Vector Performs Despite Soft Economy
FINANCIAL RESULTS FOR THE HALF YEAR TO 31 DECEMBER 2012
Vector Performs Despite Soft
Economy
HIGHLIGHTS:
- Revenue
rises 5.0% to reach $669.4 million; energy demand subdued.
- Net profit rises 10.8% to $118.0 million as costs
contained and growth in technology operation
continues.
- EBITDA [1] rises 3.9% to $336.3
million.
- Interim dividend rises 0.25 cents to 7.25
cents per share.
New Zealand’s leading integrated energy infrastructure company, Vector Limited today announced an improved result for the six months to 31 December, despite the soft economy, as we benefited from growth across most of our businesses, continuation of legacy pricing on our Kapuni gas entitlements and a tight control on costs.
The Board has resolved to pay a fully-imputed interim dividend of 7.25 cents per share for the year, up from last year’s 7.0 cents per share interim dividend.
Vector chairman Michael Stiassny said: “Vector and New Zealand is facing a new economic norm.

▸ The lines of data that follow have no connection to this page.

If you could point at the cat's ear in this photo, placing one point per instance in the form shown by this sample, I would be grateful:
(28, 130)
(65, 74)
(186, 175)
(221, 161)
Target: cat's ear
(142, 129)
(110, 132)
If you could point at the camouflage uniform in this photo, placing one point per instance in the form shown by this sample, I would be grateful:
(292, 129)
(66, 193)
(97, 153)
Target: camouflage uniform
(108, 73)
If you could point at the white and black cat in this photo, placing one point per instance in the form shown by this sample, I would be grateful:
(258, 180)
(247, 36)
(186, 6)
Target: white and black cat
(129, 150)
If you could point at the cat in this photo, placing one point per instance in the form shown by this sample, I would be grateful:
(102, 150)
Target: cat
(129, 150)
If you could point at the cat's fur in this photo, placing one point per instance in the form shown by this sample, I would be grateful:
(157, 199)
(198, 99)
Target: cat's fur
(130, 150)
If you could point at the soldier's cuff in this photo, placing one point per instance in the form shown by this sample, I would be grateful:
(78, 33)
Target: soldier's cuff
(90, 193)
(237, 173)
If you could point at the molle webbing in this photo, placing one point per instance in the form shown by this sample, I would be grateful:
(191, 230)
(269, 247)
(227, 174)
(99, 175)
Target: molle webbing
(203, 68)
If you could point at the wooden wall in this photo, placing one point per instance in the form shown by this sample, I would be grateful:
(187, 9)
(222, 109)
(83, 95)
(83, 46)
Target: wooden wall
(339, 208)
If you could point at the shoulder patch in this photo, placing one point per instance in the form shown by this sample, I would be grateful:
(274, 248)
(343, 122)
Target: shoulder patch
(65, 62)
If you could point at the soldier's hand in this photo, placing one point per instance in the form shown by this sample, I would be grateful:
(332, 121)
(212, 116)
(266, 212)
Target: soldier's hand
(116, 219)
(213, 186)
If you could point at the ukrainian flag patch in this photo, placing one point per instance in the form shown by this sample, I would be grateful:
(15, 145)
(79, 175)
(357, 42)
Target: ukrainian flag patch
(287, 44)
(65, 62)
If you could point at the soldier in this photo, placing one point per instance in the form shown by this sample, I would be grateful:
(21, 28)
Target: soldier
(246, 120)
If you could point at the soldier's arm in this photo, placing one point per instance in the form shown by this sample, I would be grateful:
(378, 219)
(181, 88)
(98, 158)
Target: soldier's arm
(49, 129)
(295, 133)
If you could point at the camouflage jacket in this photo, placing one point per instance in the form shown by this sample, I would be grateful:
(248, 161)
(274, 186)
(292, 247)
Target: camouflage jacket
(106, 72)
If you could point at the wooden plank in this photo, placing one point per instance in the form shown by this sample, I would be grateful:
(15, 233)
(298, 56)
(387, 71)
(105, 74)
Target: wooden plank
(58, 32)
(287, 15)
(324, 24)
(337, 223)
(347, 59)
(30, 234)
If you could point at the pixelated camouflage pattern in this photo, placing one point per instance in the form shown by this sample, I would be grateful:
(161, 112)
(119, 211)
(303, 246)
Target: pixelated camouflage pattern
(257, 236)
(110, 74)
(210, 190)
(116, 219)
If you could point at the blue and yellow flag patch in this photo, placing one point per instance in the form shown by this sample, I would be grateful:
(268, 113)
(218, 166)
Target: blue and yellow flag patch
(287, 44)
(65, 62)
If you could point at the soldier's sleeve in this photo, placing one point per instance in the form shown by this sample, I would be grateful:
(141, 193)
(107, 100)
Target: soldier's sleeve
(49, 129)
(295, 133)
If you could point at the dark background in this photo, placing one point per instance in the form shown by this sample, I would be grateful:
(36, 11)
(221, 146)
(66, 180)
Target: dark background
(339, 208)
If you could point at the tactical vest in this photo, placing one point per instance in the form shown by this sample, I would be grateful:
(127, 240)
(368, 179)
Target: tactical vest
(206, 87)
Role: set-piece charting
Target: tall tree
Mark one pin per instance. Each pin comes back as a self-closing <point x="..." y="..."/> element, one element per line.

Economic growth is soft; our customers want to reduce the amount they spend on energy and the amount they consume. Meanwhile, the environment for value-enhancing acquisitions is challenging.
“As a provider of critical national infrastructure, Vector’s progress is tightly linked to these economic trends. Warmer weather across the Auckland region also reduced demand.
“However, this result demonstrates how we have continued to grow, in spite of the new economic environment. It also shows our success at optimising the group’s portfolio of businesses, lowering our risk profile in response to the new environment and containing costs.
“Our balance sheet remains strong with gearing as
measured by net debt to net debt plus equity at 51.0%. We
continue to seek regulatory certainty, a fairer regulatory
regime and our gas wholesale book is well balanced.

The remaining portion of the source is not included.